Comment atténuer la vulnérabilité runc de Docker
En plus du trou de sécurité runc, corrigé dans la dernière version 1.1.12, Rory McNamara a également trouvé des vulnérabilités d'échappement de conteneur dans d'autres composants Docker tels que BuildKit (CVE-2024-23652 et CVE-2024-23653) et une condition de course de cache (CVE-2024-23651).

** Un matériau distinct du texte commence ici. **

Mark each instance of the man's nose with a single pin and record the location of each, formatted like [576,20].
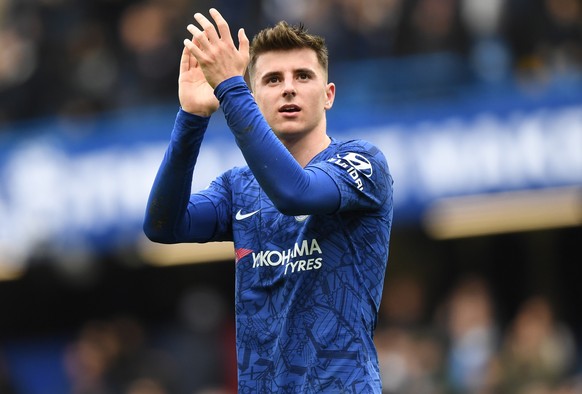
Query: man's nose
[289,90]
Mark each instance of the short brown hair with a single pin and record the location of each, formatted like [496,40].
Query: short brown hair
[284,36]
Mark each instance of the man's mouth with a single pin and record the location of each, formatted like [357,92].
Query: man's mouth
[289,108]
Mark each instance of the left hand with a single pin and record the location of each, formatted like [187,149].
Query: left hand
[215,51]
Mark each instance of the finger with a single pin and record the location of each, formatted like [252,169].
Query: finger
[207,26]
[243,43]
[185,61]
[222,25]
[193,49]
[198,36]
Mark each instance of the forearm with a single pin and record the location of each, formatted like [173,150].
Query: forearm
[293,189]
[168,218]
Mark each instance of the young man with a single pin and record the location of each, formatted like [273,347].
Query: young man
[310,216]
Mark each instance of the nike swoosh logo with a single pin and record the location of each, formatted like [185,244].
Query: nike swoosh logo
[240,216]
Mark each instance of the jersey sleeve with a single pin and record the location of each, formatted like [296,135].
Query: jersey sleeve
[362,176]
[172,214]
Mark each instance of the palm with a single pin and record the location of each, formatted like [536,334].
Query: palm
[195,94]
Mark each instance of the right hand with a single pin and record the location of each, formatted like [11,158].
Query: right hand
[195,94]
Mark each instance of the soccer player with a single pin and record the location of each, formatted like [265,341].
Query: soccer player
[310,216]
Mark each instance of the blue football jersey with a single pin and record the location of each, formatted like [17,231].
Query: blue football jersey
[308,287]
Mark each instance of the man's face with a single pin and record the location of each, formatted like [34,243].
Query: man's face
[291,90]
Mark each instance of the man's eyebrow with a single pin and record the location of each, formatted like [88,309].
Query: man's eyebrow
[305,70]
[270,74]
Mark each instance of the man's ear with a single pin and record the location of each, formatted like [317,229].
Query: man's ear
[330,96]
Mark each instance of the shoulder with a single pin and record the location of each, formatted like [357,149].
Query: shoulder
[356,152]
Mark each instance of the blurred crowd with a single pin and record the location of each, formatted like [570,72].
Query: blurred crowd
[81,57]
[459,344]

« Recherchez les annonces du fournisseur de vos systèmes de déploiement et d'orchestration de conteneurs concernant les mises à jour pour résoudre le problème ou les déclarations dans les cas où ils ne sont pas affectés », ont déclaré les chercheurs de Snyk. « Cela signifie probablement que vous devez mettre à jour vos Docker Daemon et vos déploiements Kubernetes, ainsi que tous les outils de construction de conteneurs que vous utilisez dans les pipelines CI/CD, sur les serveurs de construction et sur les postes de travail de vos développeurs ». Snyk a également développé deux outils open source qui permettent aux utilisateurs de surveiller leurs conteneurs pour détecter les signes de tentatives d'exploitation. L'un est un scanner d'exécution qui utilise des crochets eBPF pour surveiller les invocations suspectes de commandes de construction et d'exécution de conteneurs qui correspondent aux modèles de cet exploit, et l'autre est un scanner statique pour les fichiers et les images Docker.